Stress testing different find_paths() implementations on maximally connected graphs
Before trying the code in this section, make sure that you have created the "edges" table (see cr-edges.sql
) and installed all the code shown in the section Common code for traversing all kinds of graph. Make sure that you start by choosing the option that adds a tracing column and a trigger to the "raw_paths" table. (You will later re-create the "raw_paths" table without the tracing code before you do some timing tests.)
Definition of "maximally connected graph"
Look at this undirected cyclic graph:
Each of its six nodes has an edge to each of the other five nodes—in other words, it's maximally connected.
A "maximally connected graph" is a connected undirected graph where every node has an edge to every other node. Such a graph is inevitably cyclic.
("Connected" means that there exists a path from every node to every other node in the graph.)

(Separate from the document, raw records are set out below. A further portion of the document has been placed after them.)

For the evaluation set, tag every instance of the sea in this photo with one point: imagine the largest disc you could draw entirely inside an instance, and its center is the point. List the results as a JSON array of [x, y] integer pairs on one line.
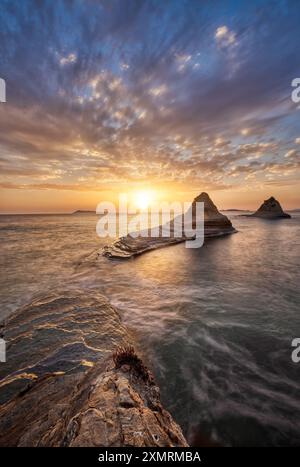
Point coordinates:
[[215, 324]]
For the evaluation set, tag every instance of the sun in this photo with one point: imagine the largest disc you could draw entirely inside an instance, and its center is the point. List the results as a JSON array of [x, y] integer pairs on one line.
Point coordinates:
[[143, 199]]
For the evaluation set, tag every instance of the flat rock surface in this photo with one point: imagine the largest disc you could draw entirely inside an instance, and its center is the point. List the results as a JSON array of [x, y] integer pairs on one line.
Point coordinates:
[[215, 225], [60, 386]]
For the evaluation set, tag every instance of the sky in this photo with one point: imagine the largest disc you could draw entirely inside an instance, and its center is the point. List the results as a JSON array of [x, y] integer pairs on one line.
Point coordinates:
[[108, 97]]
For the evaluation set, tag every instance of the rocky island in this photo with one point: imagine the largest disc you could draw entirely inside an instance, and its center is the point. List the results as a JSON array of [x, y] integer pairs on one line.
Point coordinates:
[[215, 225], [270, 209], [73, 378]]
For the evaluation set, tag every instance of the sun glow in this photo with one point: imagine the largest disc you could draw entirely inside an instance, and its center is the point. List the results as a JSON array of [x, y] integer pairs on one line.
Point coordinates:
[[143, 199]]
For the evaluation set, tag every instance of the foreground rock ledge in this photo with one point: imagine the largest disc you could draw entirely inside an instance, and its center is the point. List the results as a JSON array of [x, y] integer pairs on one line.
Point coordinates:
[[94, 403], [215, 225]]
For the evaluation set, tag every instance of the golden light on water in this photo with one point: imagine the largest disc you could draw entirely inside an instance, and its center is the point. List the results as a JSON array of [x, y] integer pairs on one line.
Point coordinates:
[[143, 199]]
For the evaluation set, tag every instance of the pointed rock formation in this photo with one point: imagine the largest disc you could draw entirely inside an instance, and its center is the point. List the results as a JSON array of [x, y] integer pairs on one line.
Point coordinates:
[[215, 225], [271, 209]]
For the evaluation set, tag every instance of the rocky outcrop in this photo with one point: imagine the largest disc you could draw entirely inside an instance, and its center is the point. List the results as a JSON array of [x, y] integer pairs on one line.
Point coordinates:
[[271, 209], [66, 385], [215, 225]]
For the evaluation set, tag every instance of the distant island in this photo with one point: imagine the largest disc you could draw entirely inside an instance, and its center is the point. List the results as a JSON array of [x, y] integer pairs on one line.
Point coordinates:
[[270, 209]]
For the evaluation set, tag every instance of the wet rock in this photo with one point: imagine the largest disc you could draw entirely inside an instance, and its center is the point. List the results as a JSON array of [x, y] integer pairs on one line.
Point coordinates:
[[215, 225], [80, 399]]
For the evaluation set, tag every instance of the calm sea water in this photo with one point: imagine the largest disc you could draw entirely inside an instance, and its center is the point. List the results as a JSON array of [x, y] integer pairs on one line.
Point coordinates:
[[215, 324]]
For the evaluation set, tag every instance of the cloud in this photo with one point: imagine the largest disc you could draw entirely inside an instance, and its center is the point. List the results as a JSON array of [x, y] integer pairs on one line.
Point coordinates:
[[224, 36], [147, 96], [70, 58]]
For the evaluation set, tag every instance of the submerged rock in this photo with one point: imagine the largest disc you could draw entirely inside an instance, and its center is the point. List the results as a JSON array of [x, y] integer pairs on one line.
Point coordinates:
[[62, 387], [271, 209], [215, 225]]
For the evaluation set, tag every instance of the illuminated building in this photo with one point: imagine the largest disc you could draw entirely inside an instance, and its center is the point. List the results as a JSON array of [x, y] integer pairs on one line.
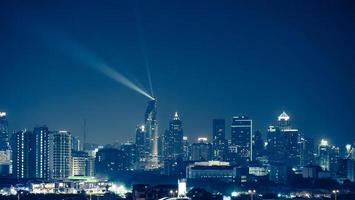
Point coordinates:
[[131, 153], [151, 137], [241, 137], [222, 171], [307, 151], [173, 139], [346, 169], [109, 161], [219, 141], [79, 162], [39, 153], [328, 156], [258, 145], [5, 151], [140, 144], [4, 138], [202, 150], [186, 148], [20, 156], [283, 142], [62, 154], [75, 143]]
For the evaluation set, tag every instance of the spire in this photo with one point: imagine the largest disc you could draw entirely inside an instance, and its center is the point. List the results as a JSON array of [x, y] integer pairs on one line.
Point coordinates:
[[176, 116], [283, 117]]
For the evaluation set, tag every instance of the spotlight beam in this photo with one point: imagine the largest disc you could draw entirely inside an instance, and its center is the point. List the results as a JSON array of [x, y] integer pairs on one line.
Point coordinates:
[[118, 77]]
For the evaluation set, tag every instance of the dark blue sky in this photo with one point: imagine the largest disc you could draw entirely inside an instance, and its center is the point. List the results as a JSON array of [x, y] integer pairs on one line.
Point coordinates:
[[208, 60]]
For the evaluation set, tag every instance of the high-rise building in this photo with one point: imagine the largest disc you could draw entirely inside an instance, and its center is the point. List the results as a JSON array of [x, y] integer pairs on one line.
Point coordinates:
[[21, 154], [283, 142], [79, 162], [258, 145], [328, 156], [173, 139], [109, 161], [62, 154], [141, 148], [202, 150], [323, 154], [346, 169], [151, 138], [5, 151], [131, 154], [39, 153], [219, 141], [241, 137], [75, 143], [307, 151], [4, 137], [186, 148]]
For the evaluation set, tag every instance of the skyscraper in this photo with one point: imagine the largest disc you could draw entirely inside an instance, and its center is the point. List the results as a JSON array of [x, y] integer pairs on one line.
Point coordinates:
[[219, 141], [202, 150], [241, 136], [151, 126], [307, 151], [258, 145], [284, 142], [21, 151], [4, 137], [141, 148], [131, 154], [39, 153], [328, 156], [5, 151], [62, 154], [173, 139]]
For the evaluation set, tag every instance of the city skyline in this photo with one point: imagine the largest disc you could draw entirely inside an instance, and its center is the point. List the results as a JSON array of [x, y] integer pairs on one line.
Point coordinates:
[[45, 86]]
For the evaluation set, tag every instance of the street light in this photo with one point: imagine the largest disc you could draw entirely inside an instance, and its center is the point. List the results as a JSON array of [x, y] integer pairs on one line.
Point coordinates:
[[335, 192], [251, 192]]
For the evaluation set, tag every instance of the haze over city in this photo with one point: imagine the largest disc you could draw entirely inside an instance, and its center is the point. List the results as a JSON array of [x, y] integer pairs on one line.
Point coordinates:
[[207, 60]]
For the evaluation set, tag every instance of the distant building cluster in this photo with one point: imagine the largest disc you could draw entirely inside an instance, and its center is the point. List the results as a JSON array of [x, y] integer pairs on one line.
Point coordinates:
[[245, 156]]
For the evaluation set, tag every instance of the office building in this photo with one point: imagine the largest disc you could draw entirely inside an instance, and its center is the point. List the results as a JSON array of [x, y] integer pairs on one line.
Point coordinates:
[[39, 153], [241, 137], [109, 161], [21, 154], [62, 149], [258, 145], [75, 143], [328, 156], [202, 150], [173, 139], [151, 137], [4, 137], [219, 141], [307, 151], [284, 142], [222, 171], [131, 154]]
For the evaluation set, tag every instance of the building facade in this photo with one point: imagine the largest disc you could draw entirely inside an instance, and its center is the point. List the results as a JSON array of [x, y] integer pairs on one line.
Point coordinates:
[[219, 142], [62, 149], [241, 137]]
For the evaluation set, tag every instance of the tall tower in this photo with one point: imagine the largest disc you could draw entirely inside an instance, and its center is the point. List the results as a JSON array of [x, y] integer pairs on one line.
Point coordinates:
[[151, 125], [241, 135], [61, 154], [4, 137], [219, 139], [173, 139], [39, 154], [21, 154]]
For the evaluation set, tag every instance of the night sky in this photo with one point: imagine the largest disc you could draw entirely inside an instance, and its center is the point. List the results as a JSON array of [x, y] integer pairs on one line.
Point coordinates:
[[207, 60]]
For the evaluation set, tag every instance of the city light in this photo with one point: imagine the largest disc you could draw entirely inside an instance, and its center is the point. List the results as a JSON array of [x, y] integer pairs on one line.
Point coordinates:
[[324, 142], [2, 114]]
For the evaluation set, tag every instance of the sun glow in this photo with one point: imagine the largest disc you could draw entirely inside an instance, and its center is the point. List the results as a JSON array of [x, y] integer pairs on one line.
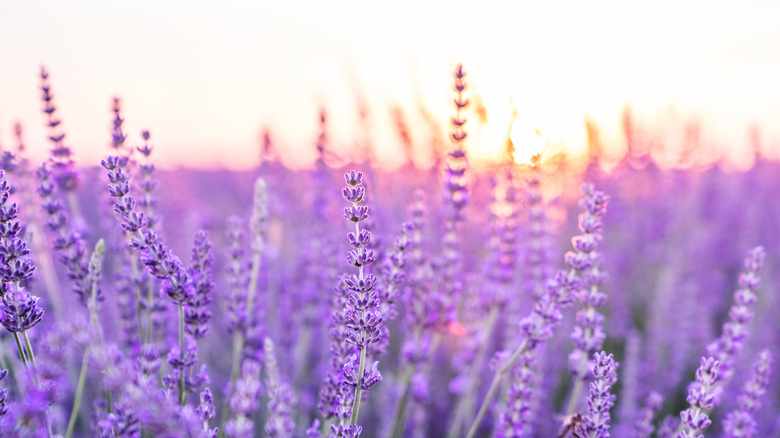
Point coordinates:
[[528, 140]]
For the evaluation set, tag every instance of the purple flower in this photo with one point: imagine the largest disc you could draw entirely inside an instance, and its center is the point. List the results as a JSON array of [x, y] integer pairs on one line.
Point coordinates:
[[121, 423], [197, 313], [701, 398], [740, 315], [3, 395], [600, 401], [741, 423], [207, 412], [643, 426], [456, 196], [280, 397], [244, 401], [61, 155], [19, 311]]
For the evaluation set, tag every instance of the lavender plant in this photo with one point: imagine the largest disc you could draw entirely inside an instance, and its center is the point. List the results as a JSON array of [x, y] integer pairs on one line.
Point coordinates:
[[140, 347]]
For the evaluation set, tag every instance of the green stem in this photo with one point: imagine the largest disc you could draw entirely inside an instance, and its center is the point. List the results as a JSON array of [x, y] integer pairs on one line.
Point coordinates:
[[149, 309], [400, 409], [181, 353], [74, 413], [29, 347], [22, 353], [466, 399], [494, 387], [358, 389], [137, 292]]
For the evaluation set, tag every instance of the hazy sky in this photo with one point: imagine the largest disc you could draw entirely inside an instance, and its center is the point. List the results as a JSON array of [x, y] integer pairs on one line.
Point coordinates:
[[205, 77]]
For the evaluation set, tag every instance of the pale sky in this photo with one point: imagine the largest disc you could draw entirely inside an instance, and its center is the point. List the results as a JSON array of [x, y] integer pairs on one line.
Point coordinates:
[[205, 77]]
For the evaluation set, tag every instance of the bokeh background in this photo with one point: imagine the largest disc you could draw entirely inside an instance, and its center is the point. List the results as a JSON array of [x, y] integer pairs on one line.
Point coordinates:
[[209, 78]]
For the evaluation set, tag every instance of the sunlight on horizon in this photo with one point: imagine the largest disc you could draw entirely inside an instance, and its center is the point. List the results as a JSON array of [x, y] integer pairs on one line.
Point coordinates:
[[208, 80]]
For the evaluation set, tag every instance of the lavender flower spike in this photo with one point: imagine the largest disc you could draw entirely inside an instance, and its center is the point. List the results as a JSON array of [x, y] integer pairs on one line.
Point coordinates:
[[19, 311], [588, 335], [361, 310], [244, 401], [740, 315], [740, 423], [701, 399], [207, 412], [600, 400]]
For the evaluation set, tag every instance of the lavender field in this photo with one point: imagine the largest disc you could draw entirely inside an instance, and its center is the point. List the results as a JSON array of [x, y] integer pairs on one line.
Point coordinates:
[[546, 297]]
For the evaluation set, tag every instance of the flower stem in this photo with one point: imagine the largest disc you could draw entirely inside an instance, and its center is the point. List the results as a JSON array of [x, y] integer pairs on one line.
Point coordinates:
[[22, 353], [74, 413], [358, 389], [29, 347], [181, 353], [466, 400], [400, 409], [494, 386]]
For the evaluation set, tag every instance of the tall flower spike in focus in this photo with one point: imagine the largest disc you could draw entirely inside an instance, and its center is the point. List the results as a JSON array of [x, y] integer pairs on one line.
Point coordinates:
[[588, 335], [741, 314], [362, 308], [600, 401], [547, 312]]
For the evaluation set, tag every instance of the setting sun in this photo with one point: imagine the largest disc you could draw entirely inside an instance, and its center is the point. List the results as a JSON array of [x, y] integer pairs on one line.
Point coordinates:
[[528, 140]]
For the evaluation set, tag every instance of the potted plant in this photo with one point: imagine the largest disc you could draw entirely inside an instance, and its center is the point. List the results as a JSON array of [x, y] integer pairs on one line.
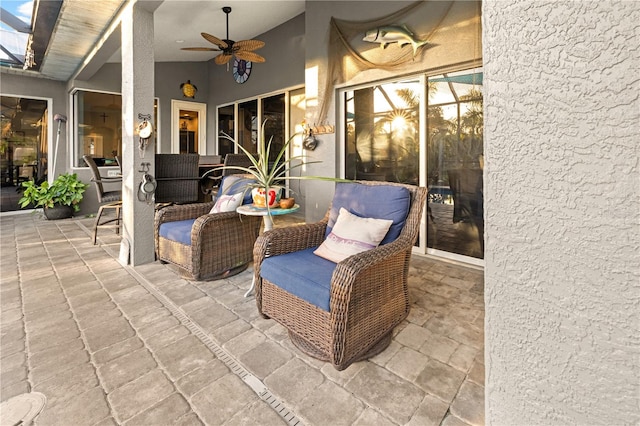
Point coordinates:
[[268, 178], [60, 199]]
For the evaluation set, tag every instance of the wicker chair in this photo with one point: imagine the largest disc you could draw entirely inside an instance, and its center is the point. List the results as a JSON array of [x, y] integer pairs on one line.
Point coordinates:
[[205, 246], [367, 295], [107, 199], [178, 178]]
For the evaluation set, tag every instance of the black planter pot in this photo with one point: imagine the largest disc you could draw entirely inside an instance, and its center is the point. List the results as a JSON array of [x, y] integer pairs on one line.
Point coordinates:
[[58, 212]]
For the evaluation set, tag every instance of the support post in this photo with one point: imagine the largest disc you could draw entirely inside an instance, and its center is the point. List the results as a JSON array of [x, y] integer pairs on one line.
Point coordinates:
[[137, 246]]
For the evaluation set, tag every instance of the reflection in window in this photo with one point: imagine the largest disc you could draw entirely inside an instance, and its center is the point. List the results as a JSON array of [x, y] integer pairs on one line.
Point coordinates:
[[225, 127], [382, 137], [455, 162], [98, 120], [274, 122], [99, 127], [248, 125], [188, 132], [23, 148], [383, 133]]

The following code automates the creation of such a maximally connected undirected cyclic graph for the specified number of nodes. First create a helper procedure:
cr-populate-maximum-connectvity-edges.sql
drop procedure if exists populate_maximum_connectvity_edges(int) cascade;
create procedure populate_maximum_connectvity_edges(nr_nodes in int)
language plpgsql
as $body$
declare
o constant text := '(''n';
p constant text := ''', ''n';
c constant text := '''),';
stmt text not null := 'insert into edges(node_1, node_2) values';
begin
for j in 1..nr_nodes loop
for k in j..(nr_nodes - 1) loop
stmt := stmt||
o||ltrim(to_char(j, '009'))||
p||ltrim(to_char(k + 1, '009'))||c;
end loop;
end loop;
stmt := rtrim(stmt, ',');
execute stmt;
end;
$body$;
Now invoke it to populate the "edges" table and inspect the outcome:
delete from edges;
alter table edges drop constraint if exists edges_chk cascade;
alter table edges add constraint edges_chk check(node_1 <> node_2);
call populate_maximum_connectvity_edges(nr_nodes=>6);
-- Implement the denormalization.
insert into edges(node_1, node_2)
select node_2 as node_1, node_1 as node_2
from edges;
select node_1, node_2 from edges order by node_1, node_2;
This is the result:
node_1 | node_2
--------+--------
n001 | n002
n001 | n003
n001 | n004
n001 | n005
n001 | n006
n002 | n001
n002 | n003
n002 | n004
n002 | n005
n002 | n006
n003 | n001
n003 | n002
n003 | n004
n003 | n005
n003 | n006
n004 | n001
n004 | n002
n004 | n003
n004 | n005
n004 | n006
n005 | n001
n005 | n002
n005 | n003
n005 | n004
n005 | n006
n006 | n001
n006 | n002
n006 | n003
n006 | n004
n006 | n005
The whitespace was added by hand to group the results into the sets of five edges that connect to each of the six nodes.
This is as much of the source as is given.